Today's Editorial

Today's Editorial - 22 October 2022

Hijab verdict and the Bijoe Emmanuel case

Source: By The Indian Express

The Supreme Court 13 October 2022 delivered a split verdict in the Karnataka hijab ban case, directing the matter to be placed before the Chief Justice of India for appropriate directions.

While Justice Hemant Gupta dismissed the appeals challenging the Karnataka High Court order, Justice Sudhanshu Dhulia allowed them. In his judgment, Justice Dhulia referred to the Bijoe Emmanuel case, saying it “squarely covers the issue”.

“The main thrust of my judgment is that this entire concept of essential religious practices, in my opinion, was not essential to the disposal of the dispute. And the Court probably took a wrong path there. It was simply a question of Article 19(1)(a) and 25(1). It is ultimately a matter of choice. Nothing more, nothing less. I have also held that the ratio laid down by the Supreme Court in the case of Bijoe Emmanuel squarely covers the issue,” Justice Dhulia was quoted by LiveLaw as saying.

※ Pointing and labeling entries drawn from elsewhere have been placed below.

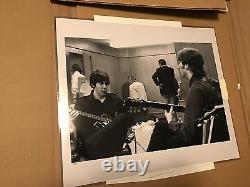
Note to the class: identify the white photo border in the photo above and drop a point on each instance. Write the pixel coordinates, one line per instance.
(86, 172)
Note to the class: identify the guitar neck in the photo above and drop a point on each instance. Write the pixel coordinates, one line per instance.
(92, 116)
(142, 103)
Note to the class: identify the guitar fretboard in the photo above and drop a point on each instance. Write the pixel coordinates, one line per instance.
(92, 116)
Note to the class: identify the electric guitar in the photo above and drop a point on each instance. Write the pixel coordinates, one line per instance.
(158, 105)
(101, 121)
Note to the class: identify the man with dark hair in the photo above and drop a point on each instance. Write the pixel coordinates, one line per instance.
(164, 78)
(101, 127)
(202, 97)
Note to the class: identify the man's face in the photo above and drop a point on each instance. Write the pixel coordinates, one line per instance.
(184, 70)
(101, 88)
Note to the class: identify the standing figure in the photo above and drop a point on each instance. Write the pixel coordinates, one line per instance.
(164, 78)
(202, 97)
(76, 76)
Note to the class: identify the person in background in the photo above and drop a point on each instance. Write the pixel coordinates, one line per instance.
(77, 74)
(164, 78)
(202, 97)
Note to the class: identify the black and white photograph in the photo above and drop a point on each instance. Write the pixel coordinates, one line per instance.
(140, 93)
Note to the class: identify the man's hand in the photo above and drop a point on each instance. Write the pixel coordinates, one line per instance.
(169, 115)
(73, 113)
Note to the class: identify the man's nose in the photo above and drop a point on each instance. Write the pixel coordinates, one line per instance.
(104, 85)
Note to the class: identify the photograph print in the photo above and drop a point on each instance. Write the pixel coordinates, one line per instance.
(133, 96)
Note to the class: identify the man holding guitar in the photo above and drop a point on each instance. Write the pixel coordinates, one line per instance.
(101, 127)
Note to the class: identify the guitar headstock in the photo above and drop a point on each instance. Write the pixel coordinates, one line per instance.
(133, 106)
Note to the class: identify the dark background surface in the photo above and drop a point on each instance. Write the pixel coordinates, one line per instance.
(30, 141)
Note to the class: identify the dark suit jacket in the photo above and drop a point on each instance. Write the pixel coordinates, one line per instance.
(165, 76)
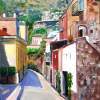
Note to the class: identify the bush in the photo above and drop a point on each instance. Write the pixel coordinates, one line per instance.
(11, 71)
(7, 71)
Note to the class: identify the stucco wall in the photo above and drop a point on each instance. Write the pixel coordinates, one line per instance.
(88, 71)
(69, 63)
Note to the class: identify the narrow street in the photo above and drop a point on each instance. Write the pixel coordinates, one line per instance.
(34, 86)
(49, 49)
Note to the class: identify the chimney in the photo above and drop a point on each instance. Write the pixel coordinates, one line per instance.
(14, 15)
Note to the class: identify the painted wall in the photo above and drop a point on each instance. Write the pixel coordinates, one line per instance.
(88, 71)
(55, 59)
(22, 31)
(7, 55)
(69, 63)
(36, 40)
(10, 25)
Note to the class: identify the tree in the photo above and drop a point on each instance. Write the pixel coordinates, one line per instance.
(41, 31)
(2, 7)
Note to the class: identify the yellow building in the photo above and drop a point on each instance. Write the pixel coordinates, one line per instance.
(13, 49)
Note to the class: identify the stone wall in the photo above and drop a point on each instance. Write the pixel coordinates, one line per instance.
(88, 71)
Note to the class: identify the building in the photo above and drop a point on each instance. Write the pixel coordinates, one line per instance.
(12, 49)
(80, 56)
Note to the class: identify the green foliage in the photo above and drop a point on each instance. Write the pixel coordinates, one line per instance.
(42, 48)
(42, 31)
(2, 7)
(7, 71)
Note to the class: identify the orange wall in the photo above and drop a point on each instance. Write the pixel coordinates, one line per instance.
(10, 25)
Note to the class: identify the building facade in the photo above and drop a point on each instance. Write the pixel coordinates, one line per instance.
(12, 49)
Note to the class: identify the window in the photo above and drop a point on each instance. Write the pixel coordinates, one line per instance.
(80, 34)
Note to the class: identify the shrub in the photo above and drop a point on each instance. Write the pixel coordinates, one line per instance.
(7, 71)
(11, 71)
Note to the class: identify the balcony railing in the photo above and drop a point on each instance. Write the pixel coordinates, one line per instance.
(77, 8)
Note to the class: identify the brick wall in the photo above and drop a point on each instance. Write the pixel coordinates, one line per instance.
(88, 71)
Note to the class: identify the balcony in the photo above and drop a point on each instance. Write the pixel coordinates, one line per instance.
(77, 8)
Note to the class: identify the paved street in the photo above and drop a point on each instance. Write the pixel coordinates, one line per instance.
(41, 91)
(33, 87)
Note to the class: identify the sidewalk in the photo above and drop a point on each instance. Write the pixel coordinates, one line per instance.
(47, 87)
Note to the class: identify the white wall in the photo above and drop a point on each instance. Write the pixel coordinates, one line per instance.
(69, 63)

“The thing which was uppermost in mind was the education of girl children. It is a common knowledge that a girl child primarily in rural and semi-rural areas has a lot of difficulties, they have to do daily chores before she goes to school. There are other difficulties as well. Are we making her life any better?. That was also a question in my mind,” he added.

Bijoe Emmanuel verdict

In August 1986, a Supreme Court bench of Justices O Chinnappa Reddy and M M Dutt had, in Bijoe Emmanuel & Ors vs State Of Kerala & Ors, granted protection to three children of the Jehovah’s Witness sect, who didn’t join in the singing of the national anthem at their school. The court held that forcing the children to sing the anthem violated their fundamental right to religion.

The children’s father, VJ Emannuel, had pleaded that for Jehovah’s Witnesses, only Jehovah should be worshiped. Since the national anthem was a prayer, his children would stand up in respect when it was playing, but their faith did not allow them to sing it.

The court had also said that while the Kerala High Court in the matter had examined whether or not the national anthem contained any “word or thought… which could offend anyone’s religious susceptibilities”, it had “misdirected itself”, because “that is not the question at all”.

What was the case?

In 1985, in Kidangoor in Kottayam district, siblings Bijoe Emmanuel, aged 15 and studying in Class X, Binu and Bindu, 14 and 10, studying in Class IX and V respectively, were suspended from their school after a complaint that they didn’t sing the national anthem.

The three were students of NSS High School, run by the Hindu organisation Nair Service Society. The school had 11 students from the Jehovah’s Witnesses religious sect at the time.

Their parents, college professor V J Emmanuel and mother Lillikutty moved the high court, where a single bench rejected the plea. Their re-appeal also failed, after which they went to the Supreme Court and received a favourable verdict.

After the win in the court, the three Emmanuel children came back to the school for just one day. The family then decided not to continue with formal education for any of their seven children. Their father has said, “I went to court not to protect the right of my children to study in a school. It was meant for freedom of worship of all members of Jehovah’s Witnesses.” Some of the other students from that sect also moved to other schools.

What else did the court say?

The Supreme Court in the Bijoe Emmanuel case had made other pertinent remarks on freedom of speech and expression and the right to practise and propagate one’s religion.

Article 25 [right to practise and propogate your religion] is an article of faith in the Constitution, incorporated in recognition of the principle that the real test of a true democracy is the ability of even an insignificant minority to find its identity under the country’s Constitution. This has to be borne in mind in interpreting Art. 25, the court had said. The SC also said that “our tradition teaches tolerance; our philosophy preaches tolerance; our constitution practises tolerance”.

“We are satisfied, in the present case, that the expulsion of the three children from the school for the reason that because of their conscientiously held religious faith, they do not join the singing of the National Anthem in the morning assembly though they do stand up respectfully when the Anthem is sung, is a violation of their Fundamental Right to freedom of conscience and freely to profess, practise and propagate religion…”

“We, therefore, find that the Fundamental Rights of the appellants under Art. 19(1)(a) and 25(1) have been infringed and they are entitled to be protected. We allow the appeal, set aside the judgment of the High Court and direct the respondent authorities to re-admit the children into the school… We only wish to add: our tradition teaches tolerance; our philosophy preaches tolerance; our constitution practises tolerance; let us not dilute it.”